Well, obviously I don’t want to hurt anyone’s feelings – given weight loss is a prickly subject. And, as I say, I realise that privately procured injections aren’t cheap and they can trigger potentially unpleasant side effects such as nausea and dehydration. So any victory will have come at a cost.

I also realise that because the jabs don’t address the psychological or will power issues which drive people to overeat, those who use them may feel unable to surrender their fix. 

Indeed, recent research by Oxford University suggests many people regain all the weight they have lost – sometimes gaining even more –within a year of stopping the medication.

I understand that thanks to the toxic combination of fear and addiction, users don’t know how to stop.

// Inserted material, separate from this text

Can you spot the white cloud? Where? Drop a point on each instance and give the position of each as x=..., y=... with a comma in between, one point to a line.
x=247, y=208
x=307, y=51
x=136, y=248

But still, I wish I had the nerve to tell fat jab obsessives it makes my heart sick to see them so haggard and hollow. The men, in particular, seem to shrink.

One male friend, an Ozempic graduate, reminds me of singer David Byrne from the band Talking Heads, drowning in that famously oversized suit from the Once in a Lifetime video.

This particular chap was always broad and even rugged-looking – the fact that he was ever so slightly overweight adding to his boyish charm. He carried it well.

Now he looks wimpy and – dare I say it – rather feeble. Yet even though we have known each other for years and have always enjoyed candid chats, full of lively banter, I can’t bring myself to say what I think. So I short-changed the truth and the friendship, telling him he looks ‘well’ or ‘smart’.

How much easier it would be to use Ozempic instead of schlepping off to an exercise class in the early morning when it’s dark or cold, or after I’ve had a long day, writes Angela Epstein

How much easier it would be to use Ozempic instead of schlepping off to an exercise class in the early morning when it’s dark or cold, or after I’ve had a long day, writes Angela Epstein

What I want to tell him and others – sympathetically – is that I understand the constant hum of body obsession that surrounds us. That I’m not immune to this.

Certainly from peri-menopause, over the last eight years or so, I’ve found it much harder to shed those extra pounds.

Even when I’ve been really ‘good’, I’ve known the crushing disappointment of getting on the scales to find the dial hasn’t shifted. Not least in the run-up to my son’s wedding three years ago, when I just couldn’t shift that extra half a stone.

So I do get how seductive a quick fix, a kind of modern-day alchemy that promises control, must be. But at what cost? Sadly, I just can’t say it out loud.

But hang on, you might argue, aren’t such ego-stroking fibs a necessary part of all friendships? After all, most of us have to peddle the occasional white lie to pals, family or colleagues, telling them what they want to hear.

That the frock horror they’ve turned up to the office party in is gorgeous. Or that, yes, a fringe really does suit every woman in midlife. To me, lying about fat jabs springs from a much darker part of the universe.

Hair will grow back. Horrible outfits can be exiled to the back of the wardrobe – or perhaps the local charity shop.

But these appetite-regulating drugs are addictive. Expensive. Exhausting. Potentially harmful.

Yet, people cling to them with such triumph. So how could I be the curmudgeon who says the party’s over?

Instead, I live with a gnawing sense of dishonesty and resentment, telling people like the former colleague I met at the party that they are glowing and vibrant. 

When in fact I’m really thinking: You look worn out. You look less like you. I’m worried about you. I wish you would stop.

I keep lying because it feels like the kind thing to do, knowing how badly and for how long they have wanted to feel like they’re winning in their own skin.

Maybe one day I will come clean. But until then, Ozempic – and the real truth about its harrowing effect on every friend and colleague I meet – will continue to make a big, fat liar of me.